Lillywhite's Ground

Ground information
- Location: Brighton, Sussex
- Establishment: 1831

Team information
| Gentlemen of Sussex | (1839) |
| Sussex | (1842) |

= Lillywhite's Ground =

Cricket ground in Brighton, Sussex, England

Lillywhite's Ground was a cricket ground in Brighton, Sussex. The ground is named after Frederick William Lillywhite, one of the greatest bowlers of all time, who was the proprietor of the ground at a time when he lived in Brighton and ran the Royal Sovereign Inn in Preston Street.

The first recorded match on the ground came in 1838, when the Gentlemen of Sussex played the Players of Sussex in a non first-class match. The first first-class match held at the ground came in 1839 when the Gentlemen of Sussex played the Marylebone Cricket Club. The second and final first-class match held on the ground came in 1842 when Sussex played England, with Sussex winning by 6 runs.

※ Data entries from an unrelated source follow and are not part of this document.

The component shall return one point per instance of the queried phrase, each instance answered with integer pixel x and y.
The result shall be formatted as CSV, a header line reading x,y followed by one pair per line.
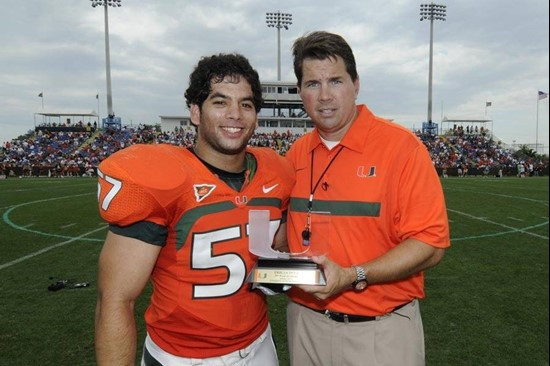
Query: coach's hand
x,y
338,279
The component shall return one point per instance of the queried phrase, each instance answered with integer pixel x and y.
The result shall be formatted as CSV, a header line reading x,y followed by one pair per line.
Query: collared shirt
x,y
380,190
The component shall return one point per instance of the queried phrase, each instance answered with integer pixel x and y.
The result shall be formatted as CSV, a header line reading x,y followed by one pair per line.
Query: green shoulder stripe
x,y
338,208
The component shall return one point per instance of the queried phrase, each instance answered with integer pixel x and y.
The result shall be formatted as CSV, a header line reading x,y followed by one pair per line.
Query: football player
x,y
179,216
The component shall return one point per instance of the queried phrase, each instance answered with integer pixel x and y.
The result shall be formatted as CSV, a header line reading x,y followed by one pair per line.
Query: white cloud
x,y
486,51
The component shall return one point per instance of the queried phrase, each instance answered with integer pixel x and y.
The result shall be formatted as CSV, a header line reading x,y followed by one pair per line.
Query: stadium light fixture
x,y
432,12
106,4
278,20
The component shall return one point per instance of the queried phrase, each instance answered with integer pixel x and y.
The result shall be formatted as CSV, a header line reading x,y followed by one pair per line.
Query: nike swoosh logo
x,y
269,189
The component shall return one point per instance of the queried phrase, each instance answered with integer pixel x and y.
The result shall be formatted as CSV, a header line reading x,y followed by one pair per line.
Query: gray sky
x,y
486,51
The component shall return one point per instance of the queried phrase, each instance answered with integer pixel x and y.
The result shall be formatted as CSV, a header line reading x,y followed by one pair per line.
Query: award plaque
x,y
286,268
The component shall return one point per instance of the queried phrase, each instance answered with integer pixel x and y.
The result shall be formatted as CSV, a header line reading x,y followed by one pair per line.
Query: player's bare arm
x,y
125,265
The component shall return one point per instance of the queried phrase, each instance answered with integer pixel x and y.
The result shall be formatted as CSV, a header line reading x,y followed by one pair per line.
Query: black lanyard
x,y
306,234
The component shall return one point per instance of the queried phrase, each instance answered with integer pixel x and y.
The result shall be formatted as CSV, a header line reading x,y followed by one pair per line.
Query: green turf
x,y
487,302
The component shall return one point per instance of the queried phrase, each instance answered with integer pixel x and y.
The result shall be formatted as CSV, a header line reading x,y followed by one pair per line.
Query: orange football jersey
x,y
201,304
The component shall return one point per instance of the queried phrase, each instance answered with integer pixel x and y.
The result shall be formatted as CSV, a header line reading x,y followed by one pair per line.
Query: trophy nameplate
x,y
279,267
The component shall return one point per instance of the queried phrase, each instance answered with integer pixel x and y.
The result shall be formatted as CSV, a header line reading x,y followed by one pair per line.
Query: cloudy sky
x,y
487,51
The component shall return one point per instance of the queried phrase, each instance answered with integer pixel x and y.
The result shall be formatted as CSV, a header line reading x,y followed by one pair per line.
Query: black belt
x,y
348,318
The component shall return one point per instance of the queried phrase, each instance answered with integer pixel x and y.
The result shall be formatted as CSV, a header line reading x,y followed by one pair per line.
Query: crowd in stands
x,y
69,153
473,149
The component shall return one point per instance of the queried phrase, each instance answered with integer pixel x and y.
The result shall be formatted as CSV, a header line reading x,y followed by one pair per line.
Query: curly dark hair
x,y
321,45
214,69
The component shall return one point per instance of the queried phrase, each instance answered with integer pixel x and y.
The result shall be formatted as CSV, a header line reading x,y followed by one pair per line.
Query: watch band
x,y
360,282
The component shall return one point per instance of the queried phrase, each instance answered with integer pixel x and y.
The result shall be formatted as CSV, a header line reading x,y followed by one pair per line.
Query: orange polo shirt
x,y
380,190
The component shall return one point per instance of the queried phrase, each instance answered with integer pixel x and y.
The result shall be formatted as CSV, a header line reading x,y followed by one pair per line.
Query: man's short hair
x,y
214,69
321,45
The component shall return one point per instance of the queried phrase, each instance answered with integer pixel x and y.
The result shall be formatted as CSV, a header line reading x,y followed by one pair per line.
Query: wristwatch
x,y
360,282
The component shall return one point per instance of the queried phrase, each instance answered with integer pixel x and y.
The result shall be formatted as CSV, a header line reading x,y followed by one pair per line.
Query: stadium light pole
x,y
106,4
278,20
431,12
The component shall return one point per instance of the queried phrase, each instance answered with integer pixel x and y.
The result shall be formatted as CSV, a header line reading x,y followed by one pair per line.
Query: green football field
x,y
487,301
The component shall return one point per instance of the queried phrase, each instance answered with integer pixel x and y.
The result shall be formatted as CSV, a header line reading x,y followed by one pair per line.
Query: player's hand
x,y
338,279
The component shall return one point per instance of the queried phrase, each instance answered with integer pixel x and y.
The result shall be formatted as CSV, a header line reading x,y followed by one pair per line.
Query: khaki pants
x,y
395,339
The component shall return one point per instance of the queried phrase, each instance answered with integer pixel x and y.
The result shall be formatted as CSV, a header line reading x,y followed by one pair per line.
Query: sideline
x,y
498,195
511,229
47,249
7,220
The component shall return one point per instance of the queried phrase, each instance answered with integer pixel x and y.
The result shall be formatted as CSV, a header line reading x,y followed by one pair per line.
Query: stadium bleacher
x,y
62,153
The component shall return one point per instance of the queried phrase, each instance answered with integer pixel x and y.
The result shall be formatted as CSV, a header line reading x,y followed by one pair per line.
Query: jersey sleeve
x,y
133,192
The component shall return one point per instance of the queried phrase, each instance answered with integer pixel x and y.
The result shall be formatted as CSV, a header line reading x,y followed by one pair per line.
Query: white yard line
x,y
47,249
522,230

While in Brighton and trying to cash in on his fame, Lillywhite lost a large amount of money, a fact he blamed on his landlord. His landlord was a patron to Sussex, with Lillywhite vowing never to play for Sussex again while his landlord had an interest in the ground. In 1844 he left Brighton for London, after which cricket at the ground declined and ceased to be played. The ground was located roughly where Montpelier Crescent is today.